Schlimmer finde ich es aber, das man diese auch noch aufschreibt, und sich dann ein Regisseur findet, der das ganze Werk verfilmt.
Die Story hätte durchaus Potenzial gehabt, so dass man daraus einen guten Gesellschaftskritischen Mix aus Abenteuer und Komödie mit Augenzwinkern macht.
Aber leider setzt man auf altbewährte Klischees, die es allem Anschein nach, zu verteidigen gilt.
Zu einfach gestrickt die Dialoge, die zwar an einigen Stellen unterhaltsam sind, im gesamten aber den Film nicht retten können.
Er driftet zu oft in Klamauk ab und verspielt dadurch die Glaubwürdigkeit.

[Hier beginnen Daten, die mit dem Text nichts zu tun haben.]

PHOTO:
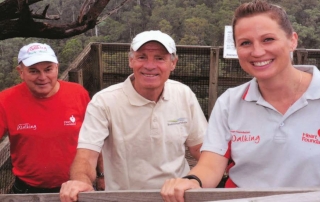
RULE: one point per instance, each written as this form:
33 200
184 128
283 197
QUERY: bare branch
16 20
44 15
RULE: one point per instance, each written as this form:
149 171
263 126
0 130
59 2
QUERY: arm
209 169
100 186
82 175
195 151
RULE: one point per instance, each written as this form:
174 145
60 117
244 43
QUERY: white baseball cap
154 35
36 52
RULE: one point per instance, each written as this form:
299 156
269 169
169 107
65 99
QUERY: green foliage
189 22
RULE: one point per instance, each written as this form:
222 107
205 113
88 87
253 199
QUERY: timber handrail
195 195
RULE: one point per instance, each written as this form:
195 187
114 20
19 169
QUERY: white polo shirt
143 142
269 149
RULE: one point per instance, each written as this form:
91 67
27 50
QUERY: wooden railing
196 195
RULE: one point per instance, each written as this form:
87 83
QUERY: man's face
151 65
41 78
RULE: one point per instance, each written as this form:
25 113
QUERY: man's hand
100 186
173 189
70 189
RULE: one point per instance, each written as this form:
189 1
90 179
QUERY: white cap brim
39 58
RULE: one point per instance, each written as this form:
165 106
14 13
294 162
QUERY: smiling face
263 48
151 66
41 78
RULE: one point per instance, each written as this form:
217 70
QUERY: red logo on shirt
244 136
311 138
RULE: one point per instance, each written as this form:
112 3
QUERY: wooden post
76 76
302 56
100 66
213 78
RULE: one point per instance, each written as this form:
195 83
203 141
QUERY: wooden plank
198 195
302 197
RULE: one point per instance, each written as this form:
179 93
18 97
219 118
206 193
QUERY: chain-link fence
200 67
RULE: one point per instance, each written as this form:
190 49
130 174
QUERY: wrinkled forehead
152 46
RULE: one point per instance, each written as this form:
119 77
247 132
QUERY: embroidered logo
244 136
177 121
26 126
311 138
71 121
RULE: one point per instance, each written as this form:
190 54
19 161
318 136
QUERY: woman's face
263 47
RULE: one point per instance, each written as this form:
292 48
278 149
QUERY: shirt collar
135 98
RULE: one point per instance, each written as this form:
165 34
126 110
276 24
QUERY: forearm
195 151
210 169
83 166
99 167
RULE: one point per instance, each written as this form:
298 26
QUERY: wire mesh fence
101 65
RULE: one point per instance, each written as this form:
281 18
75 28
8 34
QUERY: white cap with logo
36 52
154 35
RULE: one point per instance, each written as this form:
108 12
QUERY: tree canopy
69 25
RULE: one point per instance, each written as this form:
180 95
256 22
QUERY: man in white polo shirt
141 125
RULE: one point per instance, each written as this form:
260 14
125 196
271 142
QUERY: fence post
100 66
213 78
76 76
302 56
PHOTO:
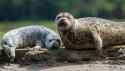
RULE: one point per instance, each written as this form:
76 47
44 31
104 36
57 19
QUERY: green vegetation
6 26
47 9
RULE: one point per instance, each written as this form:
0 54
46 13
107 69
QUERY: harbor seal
89 32
29 36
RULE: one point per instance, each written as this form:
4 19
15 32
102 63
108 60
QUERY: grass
6 26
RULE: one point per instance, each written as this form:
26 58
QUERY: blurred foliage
47 9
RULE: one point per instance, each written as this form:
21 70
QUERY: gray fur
29 36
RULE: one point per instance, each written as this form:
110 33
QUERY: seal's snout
12 58
62 23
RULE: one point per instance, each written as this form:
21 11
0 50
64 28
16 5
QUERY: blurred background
16 13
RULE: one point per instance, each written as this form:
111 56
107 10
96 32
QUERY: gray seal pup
29 36
89 32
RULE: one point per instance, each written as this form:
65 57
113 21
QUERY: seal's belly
81 41
113 37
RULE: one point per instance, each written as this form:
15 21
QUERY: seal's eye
50 40
58 17
69 17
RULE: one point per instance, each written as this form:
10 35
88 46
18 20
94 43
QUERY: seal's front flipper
98 43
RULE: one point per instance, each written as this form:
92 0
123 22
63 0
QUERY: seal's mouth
62 25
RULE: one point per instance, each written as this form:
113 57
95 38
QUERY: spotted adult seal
89 32
29 36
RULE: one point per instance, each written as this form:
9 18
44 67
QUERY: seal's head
52 41
64 21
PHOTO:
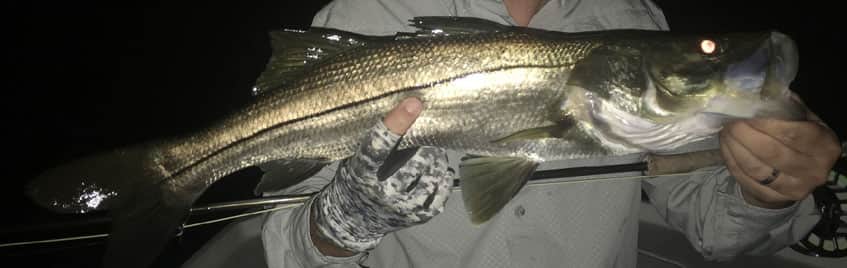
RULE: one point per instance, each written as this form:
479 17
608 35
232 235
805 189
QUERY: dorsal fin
433 26
294 50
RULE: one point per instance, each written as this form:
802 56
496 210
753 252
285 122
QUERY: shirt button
520 211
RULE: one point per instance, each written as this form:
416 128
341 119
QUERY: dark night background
84 76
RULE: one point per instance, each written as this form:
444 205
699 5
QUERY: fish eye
708 46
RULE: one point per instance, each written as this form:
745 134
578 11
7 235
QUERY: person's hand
778 162
379 190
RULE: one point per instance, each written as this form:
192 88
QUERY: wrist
339 218
324 245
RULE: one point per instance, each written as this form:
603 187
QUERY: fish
508 97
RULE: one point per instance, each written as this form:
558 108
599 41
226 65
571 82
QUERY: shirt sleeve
286 236
708 207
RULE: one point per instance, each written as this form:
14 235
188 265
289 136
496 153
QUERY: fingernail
413 106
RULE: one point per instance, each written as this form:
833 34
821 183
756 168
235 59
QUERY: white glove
360 207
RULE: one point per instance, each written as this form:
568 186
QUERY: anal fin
488 183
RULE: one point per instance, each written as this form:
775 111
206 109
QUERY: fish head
738 75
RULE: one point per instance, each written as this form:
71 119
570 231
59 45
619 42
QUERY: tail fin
146 210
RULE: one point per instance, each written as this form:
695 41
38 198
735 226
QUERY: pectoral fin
488 183
554 131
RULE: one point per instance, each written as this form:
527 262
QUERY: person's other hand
778 162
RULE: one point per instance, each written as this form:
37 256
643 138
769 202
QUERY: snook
514 97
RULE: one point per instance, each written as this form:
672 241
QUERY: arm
726 212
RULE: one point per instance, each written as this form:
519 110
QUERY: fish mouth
758 85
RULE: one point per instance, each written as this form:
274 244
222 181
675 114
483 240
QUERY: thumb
399 119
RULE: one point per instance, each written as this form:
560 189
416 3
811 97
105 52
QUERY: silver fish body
522 96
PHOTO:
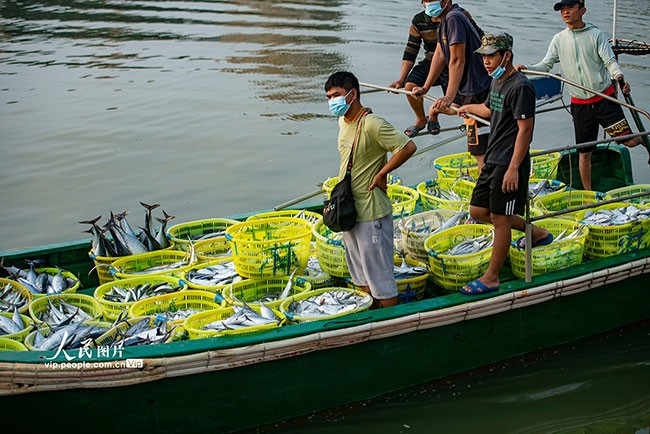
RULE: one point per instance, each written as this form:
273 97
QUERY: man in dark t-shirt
468 82
502 188
422 32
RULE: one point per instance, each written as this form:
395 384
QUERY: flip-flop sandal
412 131
433 127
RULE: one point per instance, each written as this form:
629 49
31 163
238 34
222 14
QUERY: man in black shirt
501 190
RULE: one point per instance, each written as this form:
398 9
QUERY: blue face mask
338 106
433 9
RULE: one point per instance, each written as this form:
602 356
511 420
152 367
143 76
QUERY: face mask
338 106
433 9
499 71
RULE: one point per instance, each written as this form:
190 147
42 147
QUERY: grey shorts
370 258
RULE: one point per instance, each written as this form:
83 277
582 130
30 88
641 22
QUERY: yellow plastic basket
330 251
26 296
252 290
181 234
632 189
284 307
417 228
462 187
86 303
560 201
19 336
134 265
456 165
270 247
545 166
451 272
108 338
403 199
188 299
52 271
113 309
194 323
209 288
11 345
604 241
558 255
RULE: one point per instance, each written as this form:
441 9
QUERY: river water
213 108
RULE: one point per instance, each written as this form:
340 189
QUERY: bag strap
356 138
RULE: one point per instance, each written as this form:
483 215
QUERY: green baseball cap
493 42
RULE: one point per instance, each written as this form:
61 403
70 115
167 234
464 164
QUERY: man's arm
522 143
396 161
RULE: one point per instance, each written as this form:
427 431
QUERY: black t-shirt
456 28
509 100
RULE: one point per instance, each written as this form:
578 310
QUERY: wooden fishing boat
235 382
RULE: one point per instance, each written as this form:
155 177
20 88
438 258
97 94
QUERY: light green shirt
376 138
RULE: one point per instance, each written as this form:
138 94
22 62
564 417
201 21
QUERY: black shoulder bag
339 212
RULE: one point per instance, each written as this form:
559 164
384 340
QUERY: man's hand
510 181
379 181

Gerade letztere, wäre in diesem Film von Vorteil gewesen.
"Indisch für Anfänger" weist viele Parallelen zu anderen Filmen auf, die aber weitaus besser in Szene gesetzt wurden.
Mit der Synchronisation hat man sich auch keine große Mühe gemacht.
Zuweilen wirkt sie ziemlich hölzern und unvorteilhaft.
Die Musikauswahl ist ebenso merkwürdig, da sie völlig an den jeweiligen Szenen vorbeigehen und selbige auch nicht unterstreichen.
Aber gut, wenn schon Fehlbesetzung, dann richtig.
Wenigstens in diesem Fall zeigt man Kompetenz.
Es ist ein Film rausgekommen, der keine Ansprüche an den Zuschauer stellt und selber nicht recht weiß, in welchem Genre man sich hier wiederfindet.
Zurück bleibt ein Zuschauer, der sich an eine typisch deutsche Produktion erinnert fühlt, die es sich zu einfach macht und nicht versteht, dass man einen Film auch ohne Klischees und Klamauk drehen kann.